A 24-year-old man who firebombed a mosque in Columbia, Tenn., last year was sentenced yesterday to a little more than 14 years in federal prison on charges of destruction of religious property and use of fire to commit a felony.
The defendant, Michael C. Golden, pleaded guilty earlier this month before Senior Judge Robert Echols of the U.S. District Court for the Middle District of Tennessee.
Golden, represented by Michael Flanagan, a solo practitioner in Nashville who was court-appointed, admitted he constructed Molotov cocktails and used them to destroy the Islamic Center of Columbia in February 2008. Flanagan said in an interview that Golden was a follower, not a leader in the criminal activity.

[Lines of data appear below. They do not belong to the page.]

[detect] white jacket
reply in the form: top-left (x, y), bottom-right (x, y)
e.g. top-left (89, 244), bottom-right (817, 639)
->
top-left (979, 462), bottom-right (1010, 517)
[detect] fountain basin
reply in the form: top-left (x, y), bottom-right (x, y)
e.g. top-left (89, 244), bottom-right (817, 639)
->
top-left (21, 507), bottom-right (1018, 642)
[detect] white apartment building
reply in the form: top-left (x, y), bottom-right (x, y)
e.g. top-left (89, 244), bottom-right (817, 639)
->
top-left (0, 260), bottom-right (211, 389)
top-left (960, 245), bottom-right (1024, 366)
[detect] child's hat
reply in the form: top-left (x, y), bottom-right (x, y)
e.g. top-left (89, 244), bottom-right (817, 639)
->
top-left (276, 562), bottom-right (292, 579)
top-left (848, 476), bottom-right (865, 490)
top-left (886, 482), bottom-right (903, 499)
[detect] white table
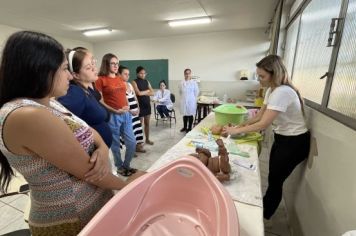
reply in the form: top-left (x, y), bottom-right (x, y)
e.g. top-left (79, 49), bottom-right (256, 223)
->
top-left (148, 113), bottom-right (264, 236)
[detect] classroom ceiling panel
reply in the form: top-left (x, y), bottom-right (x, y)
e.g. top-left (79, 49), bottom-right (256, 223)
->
top-left (0, 0), bottom-right (279, 43)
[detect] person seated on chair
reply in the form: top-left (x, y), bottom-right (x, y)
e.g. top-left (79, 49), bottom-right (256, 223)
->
top-left (152, 80), bottom-right (173, 121)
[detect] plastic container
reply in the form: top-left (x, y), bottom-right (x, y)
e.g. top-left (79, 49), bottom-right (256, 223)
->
top-left (213, 104), bottom-right (248, 125)
top-left (79, 157), bottom-right (239, 236)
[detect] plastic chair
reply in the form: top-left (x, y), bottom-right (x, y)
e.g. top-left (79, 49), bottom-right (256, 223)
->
top-left (153, 93), bottom-right (176, 127)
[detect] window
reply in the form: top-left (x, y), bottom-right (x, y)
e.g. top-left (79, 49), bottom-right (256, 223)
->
top-left (283, 0), bottom-right (356, 130)
top-left (327, 1), bottom-right (356, 119)
top-left (292, 0), bottom-right (342, 104)
top-left (290, 0), bottom-right (306, 17)
top-left (283, 16), bottom-right (301, 79)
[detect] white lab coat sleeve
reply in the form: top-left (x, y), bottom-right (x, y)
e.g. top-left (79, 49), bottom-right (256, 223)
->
top-left (163, 90), bottom-right (173, 110)
top-left (159, 90), bottom-right (170, 103)
top-left (194, 81), bottom-right (199, 98)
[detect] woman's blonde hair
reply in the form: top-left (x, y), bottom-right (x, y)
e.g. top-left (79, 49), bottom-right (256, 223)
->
top-left (256, 55), bottom-right (305, 115)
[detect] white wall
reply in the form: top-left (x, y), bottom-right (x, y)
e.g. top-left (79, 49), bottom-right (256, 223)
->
top-left (94, 29), bottom-right (269, 101)
top-left (282, 107), bottom-right (356, 236)
top-left (0, 24), bottom-right (93, 53)
top-left (52, 35), bottom-right (93, 52)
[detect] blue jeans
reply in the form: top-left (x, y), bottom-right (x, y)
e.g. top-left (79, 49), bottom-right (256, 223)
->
top-left (156, 105), bottom-right (170, 118)
top-left (109, 112), bottom-right (136, 169)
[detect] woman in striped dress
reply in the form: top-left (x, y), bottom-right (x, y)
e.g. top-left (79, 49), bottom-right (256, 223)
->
top-left (119, 66), bottom-right (146, 153)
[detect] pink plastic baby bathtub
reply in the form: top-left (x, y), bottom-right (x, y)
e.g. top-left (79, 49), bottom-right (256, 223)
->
top-left (79, 156), bottom-right (239, 236)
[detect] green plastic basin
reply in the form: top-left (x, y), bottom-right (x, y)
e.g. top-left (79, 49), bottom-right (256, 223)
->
top-left (213, 104), bottom-right (248, 125)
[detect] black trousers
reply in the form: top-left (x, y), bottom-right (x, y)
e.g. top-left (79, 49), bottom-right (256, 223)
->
top-left (263, 131), bottom-right (310, 219)
top-left (183, 115), bottom-right (193, 130)
top-left (156, 105), bottom-right (170, 118)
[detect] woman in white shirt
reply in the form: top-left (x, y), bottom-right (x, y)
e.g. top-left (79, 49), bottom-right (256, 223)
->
top-left (223, 55), bottom-right (310, 221)
top-left (179, 68), bottom-right (199, 132)
top-left (153, 80), bottom-right (173, 121)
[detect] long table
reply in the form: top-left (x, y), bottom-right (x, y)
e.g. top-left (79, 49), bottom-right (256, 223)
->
top-left (148, 112), bottom-right (264, 236)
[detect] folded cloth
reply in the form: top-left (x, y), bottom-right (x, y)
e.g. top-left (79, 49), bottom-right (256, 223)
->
top-left (234, 132), bottom-right (263, 143)
top-left (187, 140), bottom-right (218, 151)
top-left (186, 130), bottom-right (207, 139)
top-left (227, 142), bottom-right (250, 157)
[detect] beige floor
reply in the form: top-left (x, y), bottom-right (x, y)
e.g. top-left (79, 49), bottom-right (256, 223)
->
top-left (0, 111), bottom-right (291, 236)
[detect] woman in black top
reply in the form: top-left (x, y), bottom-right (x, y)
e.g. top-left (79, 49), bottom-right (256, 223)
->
top-left (131, 66), bottom-right (154, 145)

A co-defendant painted swastikas and the phrase “White Power” on the building, the Justice Department said. Two co-defendants have pleaded guilty and are scheduled to be sentenced next month.
“The right to worship without fear of this kind of violent interference is among our most fundamental civil rights,” Thomas Perez, assistant attorney general for the Civil Rights Division, said in a statement on Nov. 23. “We will aggressively prosecute anyone who seeks to intimidate or injure any congregation because of what they believe, how they worship or who they are.”
Assistant U.S. Attorney Hal McDonough from the U.S. Attorney’s Office in Nashville and Jonathan Skrmetti, a Civil Rights Division trial attorney, prosecuted the case.